# Bayesian optimisation

 This tutorial uses a 3rd party toolbox (DACE) that has to be included in the src folder Available here: http://www.sumo.intec.ugent.be/ooDACE

# Introduction

In this tutorial we will follow the Bayesian approach to optimise a problem of engineering design [1]. Engineering systems are often modeled with complex objective functions with a high number of variables which can take a long time to evaluate.

We will evaluate a small number of design points to build a metamodel using Gaussian processes. This metamodel will be much faster to evaluate than the actual objective function.

However, as we won't sample the whole design space of our objective function (this is computationally expensive), this metamodel will be incomplete. We will build an expected improvement acquisition function to evaluate our metamodel and select the next design point to observe in the objective function to complete our metamodel.

The pseudo-code for the method (maximisation) can be written as:

1. Place a Gaussian process prior on f(x) (kernel function).
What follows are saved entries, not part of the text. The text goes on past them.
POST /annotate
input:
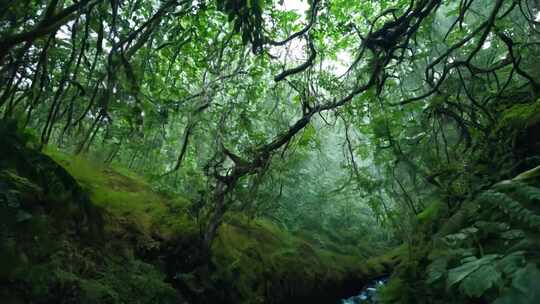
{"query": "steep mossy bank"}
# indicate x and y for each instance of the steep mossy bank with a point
(74, 231)
(486, 251)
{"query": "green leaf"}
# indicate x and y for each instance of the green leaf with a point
(481, 280)
(457, 274)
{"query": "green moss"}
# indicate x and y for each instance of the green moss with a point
(396, 291)
(255, 257)
(127, 197)
(521, 116)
2. Observe f(x) at n_0 points.

3. while n <= N do:

Update the posterior probability distribution on f(x) using all available data

Let x_n be a maximiser of the acquisition function over x, where the acquisition function is computed using the current posterior distribution

Observe y_n = f(x_n)

Increment n

end while

4. return solution: either the point evaluated with the largest f(x) or the point with largest posterior mean.

The first point is available with an OpenCossan script and won't be necessary to rewrite it.
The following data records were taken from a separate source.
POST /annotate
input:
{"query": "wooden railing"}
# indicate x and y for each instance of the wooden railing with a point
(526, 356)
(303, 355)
The things we will need to do are:

1. Define the problem and the objective function f(x).
2. Observe f(x) at n_0 points (we will use Latin Hypercube Sampling available with OpenCossan).
3. Create the metamodel using OpenCossan.
4. Write a script for the acquisition function (expected improvement).
5. Run the acquisition function and update the metamodel N times.
6. Show optimal.

# Problem definition

This method is best suited for optimisation over continuous domains of less than 20 dimensions, and Gaussian processes can tolerate noise in function evaluations. In this case we will take advantage of the cantilever beam problem defined in OpenCossan.

This is a cantilever beam of length L and rectangular cross section of width b and height h, loaded at the tip by a concentrated point load P.
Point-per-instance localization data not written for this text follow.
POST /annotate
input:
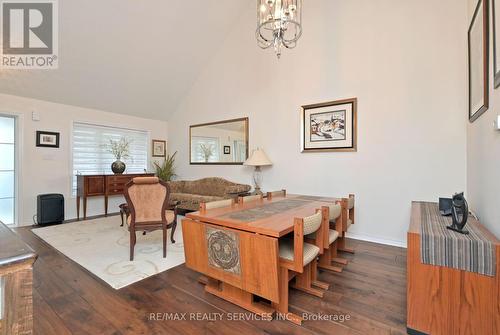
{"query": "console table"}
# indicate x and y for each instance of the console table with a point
(447, 300)
(101, 185)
The displacement w at the tip can be determined with the following equation:

$w = \frac{\rho g b h L^4}{8EI}+\frac{PL^3}{3EI}; \qquad I = \frac{bh^3}{12}$

where $\rho$ is the beam material density, g is the acceleration of gravity, E is the Young's modulus and I is the moment of inertia.

We will find the combination of width (b) and height (h) that minimises the displacement for a given length (L), load (P) and density ($\rho$).

The values to introduce are:

1. Width (b): uniform distribution [0.05, 0.3] m
2. Height (h): uniform distribution [0.2, 0.5] m
4. Length (L): 5 m
5. Young's modulus (E): 10.0e9 N/m^2
6. Density (rho): 600 kg/m^3
7. Moment of inertia (I): function b*h^(3/12)

## Input data

OpenCossan.resetRandomNumberGenerator(51120) % we get the same random numbers everytime

Xin = Input('Sdescription', 'input parameters of model');
Xb = RandomVariable('Sdescription', 'width', 'Sdistribution', 'uniform', 'par1', 0.05, 'par2', 0.3);
Xh = RandomVariable('Sdescription', 'height', 'Sdistribution', 'uniform', 'par1', 0.2, 'par2', 0.5);
Xrvset = RandomVariableSet('Cmembers', {'Xb','Xh'});
Xin = Xin.add('Xmember', Xrvset, 'Sname', 'Xrvset');
XP = Parameter('Sdescription', 'load', 'value', 1.0e6);
Xin = Xin.add('Xmember', XP, 'Sname', 'XP');
XL = Parameter('Sdescription', 'length', 'value', 5);
Xin = Xin.add('Xmember', XL, 'Sname', 'XL');
XE = Parameter('Sdescription', 'Youngs modulus', 'value', 10e9);
Xin = Xin.add('Xmember', XE, 'Sname', 'XE');
Xrho = Parameter('Sdescription', 'density', 'value', 600);
Xin = Xin.add('Xmember', Xrho, 'Sname', 'Xrho');
XI = Function('Sdescription', 'moment of inertia', 'Sexpression', '<%Xb%>.*<%Xh%>.^3/12');
Xin = Xin.add('Xmember', XI, 'Sname', 'XI');


## Construct objective function

We first need to create the MIO object containing the displacement equation

Xmio = Mio('Sdescription', 'displacement', 'SScript',...
'for i=1:length(Tinput), Toutput(i).disp=(Tinput(i).Xrho*9.81*Tinput(i).Xb*Tinput(i).Xh*Tinput(i).XL^4)/(8*Tinput(i).XE*Tinput(i).XI) +
(Tinput(i).XP*Tinput(i).XL^3)/(3*Tinput(i).XE*Tinput(i).XI);end',...
'Cinputnames', {'Xb', 'Xh', 'XP', 'XL', 'XE', 'Xrho', 'XI'}, 'Coutputnames', {'disp'}, 'Liostructure', true, 'Lfunction', false);


Now we create the evaluator and add it to a model

Xev = Evaluator('Sdescription', 'displacement evaluator', 'XMio', Xmio);
Xmod = Model('XEvaluator', Xev, 'Xinput', Xin);


# Metamodel

To initialise our metamodel we need to first evaluate the objective function a number of times. The more evaluations we run, the more complete our metamodel will be. However, as we increase the number of evaluations, we increase the computational time required. This is a trade-off.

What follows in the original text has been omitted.